Is being offensive an offence?

Feb 27, 2021 by

by Tom Slater, spiked:

In 21st-century Britain, thoughtpolicing is a very real and terrifying thing.

Not for the first time of late, the British constabulary seem to be making up the law as they go along.

Their apparent failure to understand our labyrinthine lockdown laws has led to police officers fining two women for going on a perfectly legal walk, carrying out checks at retail parks for allegedly illicit Easter eggs, and scrambling drones over the Peak District to film miscreants taking their exercise in the open air.

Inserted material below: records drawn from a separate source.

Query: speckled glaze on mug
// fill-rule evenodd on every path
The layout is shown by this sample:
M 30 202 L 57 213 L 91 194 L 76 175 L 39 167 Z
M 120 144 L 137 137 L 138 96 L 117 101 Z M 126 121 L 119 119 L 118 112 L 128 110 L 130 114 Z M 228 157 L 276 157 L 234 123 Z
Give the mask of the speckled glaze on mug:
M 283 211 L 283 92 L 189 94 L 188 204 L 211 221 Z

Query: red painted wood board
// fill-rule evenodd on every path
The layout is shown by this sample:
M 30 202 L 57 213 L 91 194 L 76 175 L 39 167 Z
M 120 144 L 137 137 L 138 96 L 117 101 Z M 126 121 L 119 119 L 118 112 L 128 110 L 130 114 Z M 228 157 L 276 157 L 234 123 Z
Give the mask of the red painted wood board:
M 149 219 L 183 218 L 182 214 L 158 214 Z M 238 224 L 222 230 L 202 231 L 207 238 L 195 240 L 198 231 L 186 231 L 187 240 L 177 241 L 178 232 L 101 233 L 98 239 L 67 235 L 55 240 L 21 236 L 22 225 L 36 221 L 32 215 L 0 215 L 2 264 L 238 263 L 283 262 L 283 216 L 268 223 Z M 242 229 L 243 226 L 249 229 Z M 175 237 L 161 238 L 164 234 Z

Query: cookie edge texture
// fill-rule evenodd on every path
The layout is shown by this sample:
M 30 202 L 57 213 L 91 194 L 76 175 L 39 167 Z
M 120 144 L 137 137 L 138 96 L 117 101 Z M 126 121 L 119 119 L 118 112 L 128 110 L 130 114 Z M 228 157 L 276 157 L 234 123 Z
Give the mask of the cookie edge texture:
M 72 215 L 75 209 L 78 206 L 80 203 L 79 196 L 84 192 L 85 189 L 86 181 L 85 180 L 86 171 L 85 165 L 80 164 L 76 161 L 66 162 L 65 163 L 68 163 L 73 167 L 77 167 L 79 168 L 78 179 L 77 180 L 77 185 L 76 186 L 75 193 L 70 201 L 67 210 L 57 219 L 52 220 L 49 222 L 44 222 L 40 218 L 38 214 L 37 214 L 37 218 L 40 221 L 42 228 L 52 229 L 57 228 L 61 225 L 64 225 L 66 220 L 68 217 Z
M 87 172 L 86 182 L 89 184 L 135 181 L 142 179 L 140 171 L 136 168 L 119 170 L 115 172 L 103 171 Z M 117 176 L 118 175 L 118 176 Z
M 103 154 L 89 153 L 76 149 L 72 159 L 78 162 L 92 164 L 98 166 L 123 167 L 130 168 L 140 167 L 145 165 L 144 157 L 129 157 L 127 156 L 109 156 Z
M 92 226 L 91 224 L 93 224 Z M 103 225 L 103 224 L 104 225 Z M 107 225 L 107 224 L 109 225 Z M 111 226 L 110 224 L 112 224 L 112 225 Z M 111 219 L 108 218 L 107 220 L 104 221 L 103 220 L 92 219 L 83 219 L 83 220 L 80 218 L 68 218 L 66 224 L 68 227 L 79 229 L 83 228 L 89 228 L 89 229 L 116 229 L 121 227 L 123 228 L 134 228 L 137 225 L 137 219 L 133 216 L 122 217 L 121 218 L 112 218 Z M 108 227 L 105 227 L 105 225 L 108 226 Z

[…]  But the issue is also the law. Our hate-speech and hate-crime laws are now so expansive that one could almost forgive these coppers their confusion. For instance, ‘being offensive’ may not be a crime as yet, but being ‘grossly offensive’ online can be, under Section 127 of the Communications Act. Under this law, Scottish YouTuber ‘Count Dankula’ was fined £800 for a comedy skit in which he taught his pug to do a Nazi salute; a teenage girl was given a curfew and an ankle tag for quoting ‘grossly offensive’ rap lyrics on Instagram; two teenage boys were arrested for re-enacting the death of George Floyd on Snapchat; and more recently a Twitter troll was arrested for tweeting something nasty about the death of Captain Tom Moore. All were essentially victimless crimes, and these are just the tip of the iceberg.

Then there is the Orwellian phenomena of ‘non-crime hate incidents’. This is where, in the words of the College of Policing, a ‘criminal offence has not taken place, but the victim or any other person perceives that the incident was motivated wholly or partially by hostility’. These are automatically recorded, with no need for any proof or further investigation, and can show up on an advanced background check of the alleged ‘perpetrator’. Harry Miller, a businessman and former policeman, took the cops to court over this when he was investigated by police for retweeting a trans-sceptical limerick. Officers visited his workplace and one called him at home, saying ‘we need to check your thinking’.